((A/N: Yay! Next chappy! The excitement…
-sigh- okay, maybe I'm not excited… I just had a horrible, horrible weekend.
Learning math is one thing, being antagonized throughout the weekend because it'll 'fix my attitude' is another.
How the hell is antagonizing me going to fix my 'attitude problem'?
Now, if it were someone I didn't like or didn't care about, fine. But no it was my older sister, whom I actually like. I can act like a sweet little girl in front of some teacher, that's easy, however I don't like to lie through my teeth to my own damn flesh and blood.
Stress… overload…))
-Untold-
Chapter Eight:
A Scream
I usually awoke easily, despite being a heavy sleeper when I woke up, I was awake.
But I don't usually dream.
I cursed the dream while attempting to exit the groggy state I was currently undergoing. Dreams were dumb, irritating, boring and sometimes…
Sometimes they were true.
I shook it off; I really had no time to ponder such nonsense. The only reason it was even crossing my mind again was because of the blasted Uchiha…
I shook my head physically this time; I needed to concentrate on the problem at hand…
I really didn't want to go to school today. It was less I didn't want to and more that I wasn't suicidal.
After the stunt I pulled the other day my fourteen years may as well have been ended right here and now. As guilty as I would feel, I could skip school; logically it was the best move… because anything else would be suicide.
However, if I didn't go there, they would come here.
I didn't care if there came to me, it made little difference…

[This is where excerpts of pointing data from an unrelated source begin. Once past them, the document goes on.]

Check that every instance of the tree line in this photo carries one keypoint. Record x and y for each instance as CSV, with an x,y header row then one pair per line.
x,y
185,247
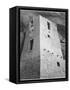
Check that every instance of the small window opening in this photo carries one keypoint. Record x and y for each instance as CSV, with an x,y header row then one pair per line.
x,y
48,24
31,44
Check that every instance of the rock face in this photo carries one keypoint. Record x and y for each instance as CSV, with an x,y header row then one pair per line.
x,y
40,49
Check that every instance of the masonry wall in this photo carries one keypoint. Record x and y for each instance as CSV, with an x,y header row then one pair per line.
x,y
52,64
30,56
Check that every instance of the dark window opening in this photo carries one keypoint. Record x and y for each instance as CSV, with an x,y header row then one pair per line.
x,y
44,49
58,64
48,24
31,44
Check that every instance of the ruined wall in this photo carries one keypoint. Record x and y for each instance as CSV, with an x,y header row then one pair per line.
x,y
52,64
30,56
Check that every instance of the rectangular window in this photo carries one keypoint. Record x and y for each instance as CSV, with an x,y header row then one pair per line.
x,y
48,24
31,44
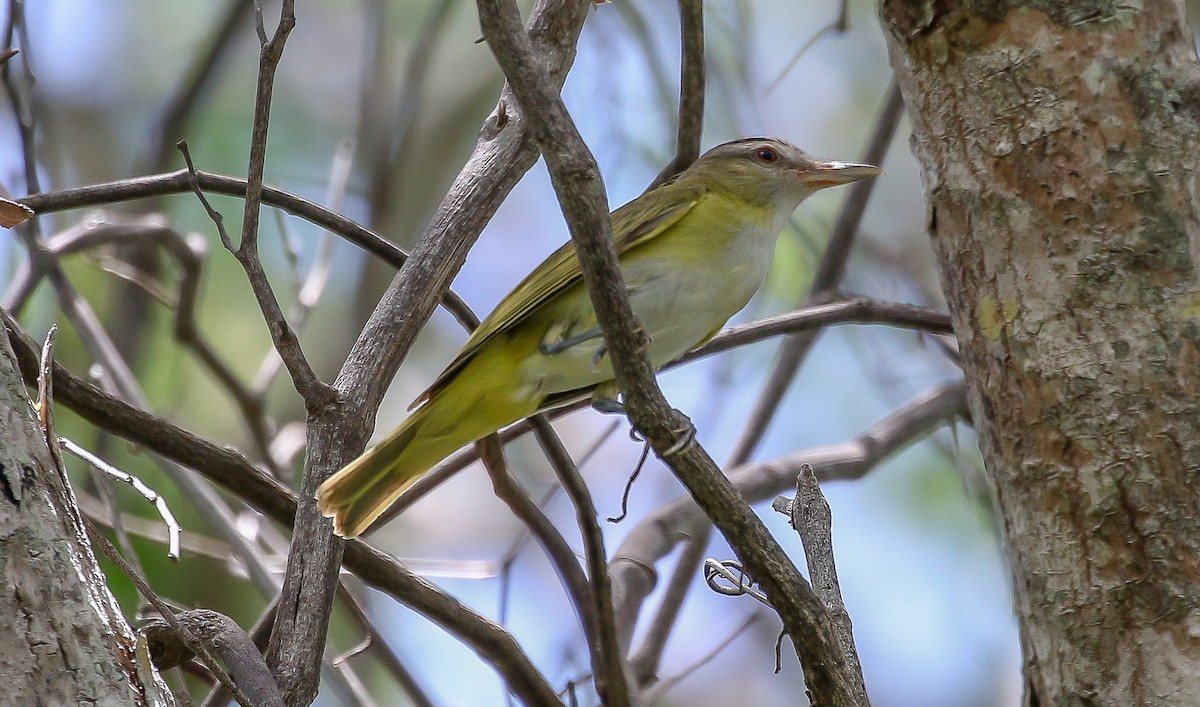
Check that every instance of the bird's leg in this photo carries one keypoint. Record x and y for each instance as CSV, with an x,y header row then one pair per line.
x,y
604,399
556,343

…except for one, itty bitty factor.
Subaku Temari.
Without a single doubt, if they came to this house it would get wrecked in the process.
This would be horribly, yes. I'd feel unlimited amounts of guilt, yes.

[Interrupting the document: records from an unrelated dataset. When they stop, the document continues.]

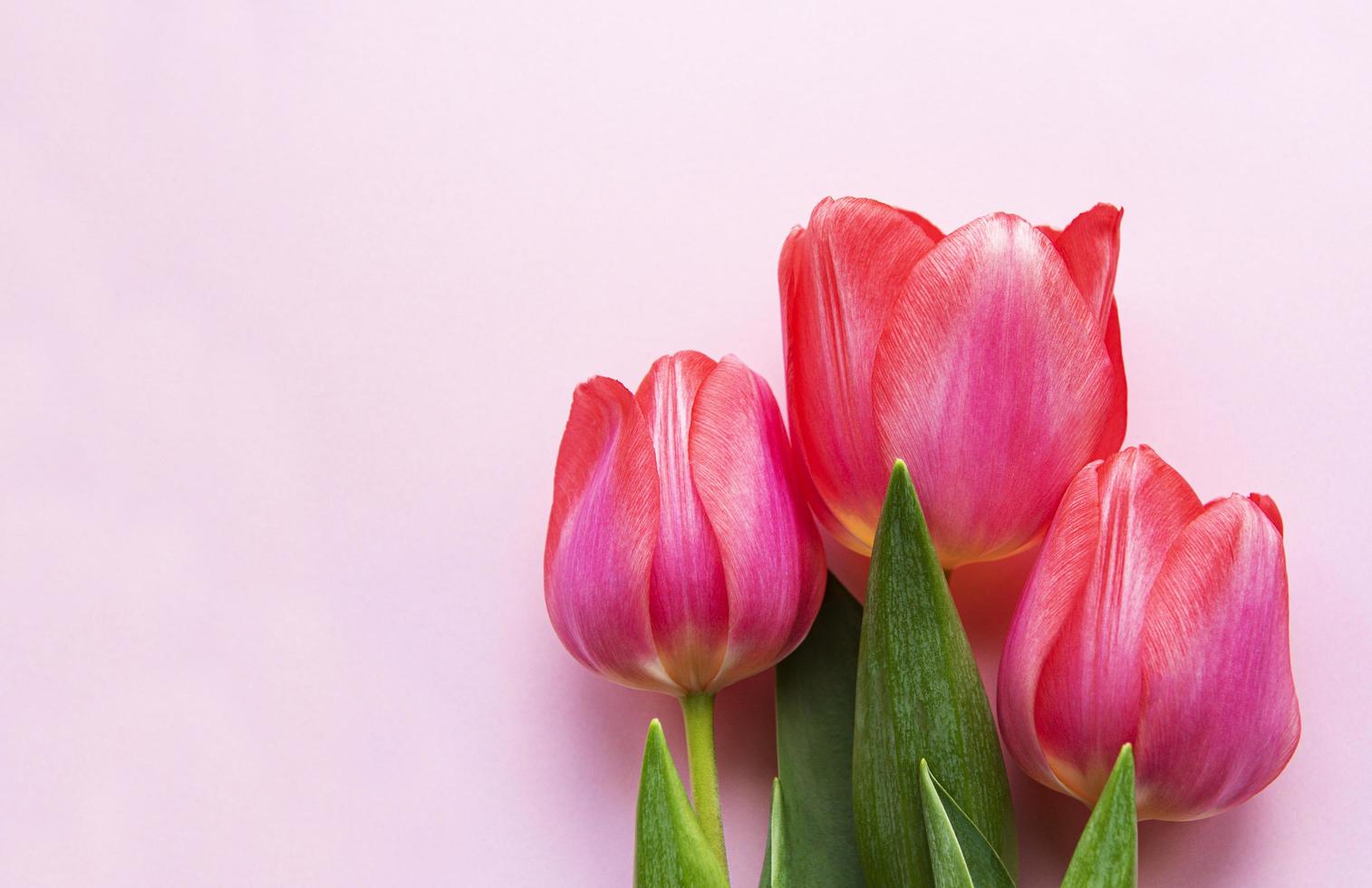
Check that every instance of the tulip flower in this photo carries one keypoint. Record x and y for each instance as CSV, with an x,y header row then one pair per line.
x,y
987,359
681,556
1155,621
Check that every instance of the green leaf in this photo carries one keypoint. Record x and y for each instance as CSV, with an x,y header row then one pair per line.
x,y
920,696
1107,854
982,862
944,854
816,695
776,869
670,847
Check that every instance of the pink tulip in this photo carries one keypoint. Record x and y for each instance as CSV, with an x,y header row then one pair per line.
x,y
1155,621
680,556
988,360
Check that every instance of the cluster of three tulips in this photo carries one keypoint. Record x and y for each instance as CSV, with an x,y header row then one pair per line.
x,y
682,556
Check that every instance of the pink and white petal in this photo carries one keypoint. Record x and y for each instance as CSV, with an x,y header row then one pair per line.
x,y
688,600
1113,434
993,384
1222,717
1270,508
1089,246
838,279
932,231
774,560
1048,600
1091,688
601,534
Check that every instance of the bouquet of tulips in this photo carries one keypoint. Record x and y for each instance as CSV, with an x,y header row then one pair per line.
x,y
952,399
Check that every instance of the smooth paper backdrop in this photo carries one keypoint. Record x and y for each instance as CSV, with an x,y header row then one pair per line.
x,y
293,301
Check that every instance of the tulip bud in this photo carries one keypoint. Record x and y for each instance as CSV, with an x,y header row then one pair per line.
x,y
1155,621
988,360
680,556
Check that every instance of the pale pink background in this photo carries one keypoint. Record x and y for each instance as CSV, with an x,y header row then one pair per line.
x,y
294,301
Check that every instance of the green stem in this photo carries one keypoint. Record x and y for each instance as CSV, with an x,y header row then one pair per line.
x,y
699,709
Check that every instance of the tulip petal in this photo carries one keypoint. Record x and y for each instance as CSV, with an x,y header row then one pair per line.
x,y
993,384
1048,599
838,279
773,557
1089,247
688,599
1088,695
1270,508
1222,717
601,534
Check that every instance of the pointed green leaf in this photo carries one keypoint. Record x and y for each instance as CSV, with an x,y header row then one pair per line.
x,y
816,690
982,862
766,877
670,847
920,696
1107,854
944,854
776,871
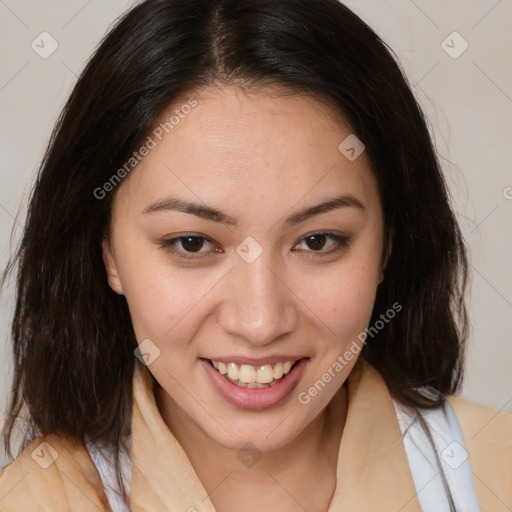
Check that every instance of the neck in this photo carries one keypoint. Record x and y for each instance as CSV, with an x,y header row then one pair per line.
x,y
303,472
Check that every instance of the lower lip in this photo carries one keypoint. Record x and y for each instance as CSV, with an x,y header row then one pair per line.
x,y
254,398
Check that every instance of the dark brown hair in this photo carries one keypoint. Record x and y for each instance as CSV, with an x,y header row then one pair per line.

But, that isn't why that would be the absolute worst.
Let me bring the focus back to my land-lady.
Temari-san would do far worse than simply kill me if the house got destroyed, oh no, she knows a torment more horrific than anything the assassins could ever do to me.
Like, per say, making me pay for the repairs.

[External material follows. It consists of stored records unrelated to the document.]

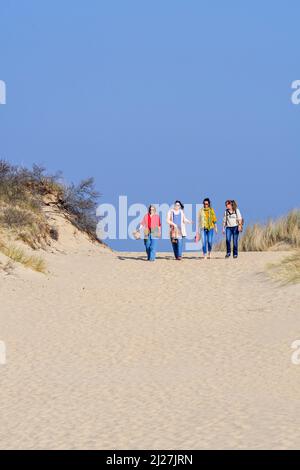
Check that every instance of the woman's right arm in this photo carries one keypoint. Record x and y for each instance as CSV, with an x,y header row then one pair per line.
x,y
169,221
224,222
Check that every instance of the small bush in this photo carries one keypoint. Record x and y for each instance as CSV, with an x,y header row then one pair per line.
x,y
14,217
22,195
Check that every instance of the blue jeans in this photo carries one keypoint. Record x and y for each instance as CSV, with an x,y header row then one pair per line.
x,y
207,237
178,248
151,245
232,232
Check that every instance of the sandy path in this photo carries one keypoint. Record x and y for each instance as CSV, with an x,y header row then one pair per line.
x,y
110,351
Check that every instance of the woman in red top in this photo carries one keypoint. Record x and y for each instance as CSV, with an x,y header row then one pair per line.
x,y
152,231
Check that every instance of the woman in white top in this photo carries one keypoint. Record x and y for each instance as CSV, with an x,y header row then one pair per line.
x,y
232,225
177,221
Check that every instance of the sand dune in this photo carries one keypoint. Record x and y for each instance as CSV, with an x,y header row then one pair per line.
x,y
108,351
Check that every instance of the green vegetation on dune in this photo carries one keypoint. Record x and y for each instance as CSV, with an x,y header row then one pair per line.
x,y
23,195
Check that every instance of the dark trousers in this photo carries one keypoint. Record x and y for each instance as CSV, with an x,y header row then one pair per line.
x,y
232,233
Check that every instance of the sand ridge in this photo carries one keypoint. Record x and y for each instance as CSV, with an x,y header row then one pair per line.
x,y
109,351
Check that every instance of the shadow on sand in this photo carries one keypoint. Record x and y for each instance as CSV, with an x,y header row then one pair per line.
x,y
158,257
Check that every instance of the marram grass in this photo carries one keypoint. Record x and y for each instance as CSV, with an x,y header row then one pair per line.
x,y
15,253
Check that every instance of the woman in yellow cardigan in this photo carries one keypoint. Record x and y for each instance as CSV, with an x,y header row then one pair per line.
x,y
207,224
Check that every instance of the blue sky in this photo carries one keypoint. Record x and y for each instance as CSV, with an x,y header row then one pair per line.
x,y
157,100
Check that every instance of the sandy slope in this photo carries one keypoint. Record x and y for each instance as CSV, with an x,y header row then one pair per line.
x,y
109,351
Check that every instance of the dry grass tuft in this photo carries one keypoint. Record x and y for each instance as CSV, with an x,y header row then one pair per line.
x,y
24,192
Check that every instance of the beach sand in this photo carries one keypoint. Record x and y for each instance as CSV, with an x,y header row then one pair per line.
x,y
109,351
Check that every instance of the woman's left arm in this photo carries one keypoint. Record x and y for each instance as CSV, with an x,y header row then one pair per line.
x,y
186,220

Doesn't matter that I don't have a job, am not old enough to get one and don't have a penny to my name.
She wouldn't help me find a method, oh no, she'd simply inform me of how much I owed her and her deadline.
As you might have already guessed, I've learned this from experience.
Sighing I reassigned myself to my fate. I'd go to school…
…but I would not face Hyuuga Neji.
…head on that is...
I would procastanate for now, it was well two hours before school and I had time to come up with a plan.
Meanwhile, I had waffles to make.
Gaara was already in the kitchen when I came in, glaring intently at the door I entered. I gulped, so he'd been waiting for me…
He raised his brow, the hair upon it long gone due to a cooking accident, I smiled nervously.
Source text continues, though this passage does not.